Ressources et déchets du bâtiment : L’économie circulaire pour améliorer les pratiques de gestion des déchets.

Article rédigé par Noah Vicens


Le secteur du BTP représente 227 millions de tonnes de déchets annuels en France, soit plus des deux tiers du total français. Le bâtiment compte pour environ 46 millions de tonnes, dont la moitié est générée par les chantiers de démolition.

Dans ce contexte, la loi anti-gaspillage et pour l’économie circulaire (AGEC) du 10 février 2020 prévoit la mise en place dune filière de Responsabilité Elargie Producteur (REP) pour les déchets du bâtiment à compter du 1er janvier 2022. Cette disposition va permettre d’encadrer la gestion des déchets et d’améliorer la transparence sur la manière dont ils sont gérés et recyclés sur les chantiers. Les acteurs du secteur vont donc devoir apprendre à composer avec ce nouveau cadre.

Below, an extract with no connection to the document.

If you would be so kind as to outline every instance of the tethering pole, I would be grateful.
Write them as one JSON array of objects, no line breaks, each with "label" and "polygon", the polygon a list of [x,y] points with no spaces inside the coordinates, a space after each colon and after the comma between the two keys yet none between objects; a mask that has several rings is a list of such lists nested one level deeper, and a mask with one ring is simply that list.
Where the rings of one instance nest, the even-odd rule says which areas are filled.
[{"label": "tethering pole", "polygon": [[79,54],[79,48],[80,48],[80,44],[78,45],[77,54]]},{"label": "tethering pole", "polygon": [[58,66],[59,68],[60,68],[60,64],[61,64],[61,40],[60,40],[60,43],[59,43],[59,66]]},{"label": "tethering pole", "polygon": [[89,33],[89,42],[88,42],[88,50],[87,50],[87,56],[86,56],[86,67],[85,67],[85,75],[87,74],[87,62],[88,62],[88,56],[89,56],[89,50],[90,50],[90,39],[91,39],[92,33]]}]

Les déchets du bâtiment : état des lieux

Le monde du bâtiment produit des déchets aux différentes étapes de la vie d’un immeuble, qu’il s’agisse de sa construction, de sa rénovation ou encore de sa démolition :  plus de la moitié des déchets produits concerne les actions de démolition ! Selon les estimations données par la FFB, ces déchets se divisent en trois catégories. Les déchets inertes qui représentent les trois quarts du volume produit : ce sont ceux qui ne se décomposent pas, ne brûlent pas et ne produisent aucune réaction physique ou chimique dans l’espace et dans le temps (béton, gravats, tuiles, …). Les déchets non dangereux non inertes (bois non traité, plastiques, textiles…) en constituent 21%. Enfin, une petite proportion (3%) correspond à des déchets dangereux, nocifs pour la santé et/ou l’environnement.

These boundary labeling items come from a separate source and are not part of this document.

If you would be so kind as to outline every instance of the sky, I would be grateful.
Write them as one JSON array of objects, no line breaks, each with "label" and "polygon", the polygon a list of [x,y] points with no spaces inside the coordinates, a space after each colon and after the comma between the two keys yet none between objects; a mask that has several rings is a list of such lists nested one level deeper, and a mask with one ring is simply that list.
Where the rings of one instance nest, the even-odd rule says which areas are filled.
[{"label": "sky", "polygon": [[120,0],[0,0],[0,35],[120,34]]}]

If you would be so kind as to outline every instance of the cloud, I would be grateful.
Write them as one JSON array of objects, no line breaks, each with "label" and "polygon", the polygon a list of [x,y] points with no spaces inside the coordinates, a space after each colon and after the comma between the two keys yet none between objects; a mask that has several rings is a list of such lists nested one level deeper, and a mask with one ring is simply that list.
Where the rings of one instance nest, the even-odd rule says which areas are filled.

Il est certain que ces différents types de déchets nécessitent une gestion différenciée par les acteurs. Actuellement, les déchets inertes sont en majorité envoyés en remblaiement de carrière ou des installations de recyclage. Les déchets non dangereux du bâtiment sont quant à eux valorisés à 25%, dont 15% de recyclage et 10% de valorisation énergétique : ce taux de valorisation peut donc être largement amélioré. Au total, 50% des déchets non dangereux du BTP sont non triés sur le chantier. Le besoin de cadrer et de prendre des mesures pour gérer cet afflux de déchets est donc bien réel.

Plus globalement, pour le secteur du bâtiment, ce sont plusieurs millions de tonnes de déchets qui continuent à aller en décharge chaque année.

Pire, concernant les dépôts sauvages, une étude réalisée par l’ADEME en 2020[1] montrait que les déchets du bâtiment, en particulier les déchets amiantés, étaient fréquemment présents dans ces dépôts. L’ADEME estime par ailleurs que le coût de la gestion de ces dépôts sauvages est de l’ordre de 400 M€/an pour les collectivités.

La REP élargie au bâtiment pour améliorer les pratiques de gestion de déchets

C’est notamment pour traiter cette problématique des déchets du bâtiment que la REP a été étendue au secteur du BTP lors de la publication de la loi AGEC du 10 février 2020. Les objectifs de cette loi consistent en la mise en place d’actions pour éviter les dépôts sauvages, ce qui passe par la densification du maillage des points de reprise et la reprise sans frais des déchets. Mais elle prévoit également le développement des filières de réemploi et de recyclage dans un secteur où les marges de progrès sont substantielles, la prise en charge de la gestion des déchets amiantés ainsi qu’une meilleure traçabilité du devenir des déchets.

Plus précisément, l’organisation de la collecte gratuite des déchets triés se diviserait en sept flux : métal, papier, verre, plastique, bois, produits inertes et plâtre. Les déchets seraient triés directement sur le chantier et ensuite récupérés gratuitement pour assurer leur réutilisation. Les opérateurs en charge de la collecte gratuite pourraient ensuite bénéficier d’une compensation, directement versée par un éco-organisme. Ces éco-organismes collecteront aussi l’écocontribution affectée aux produits et matériaux du bâtiment.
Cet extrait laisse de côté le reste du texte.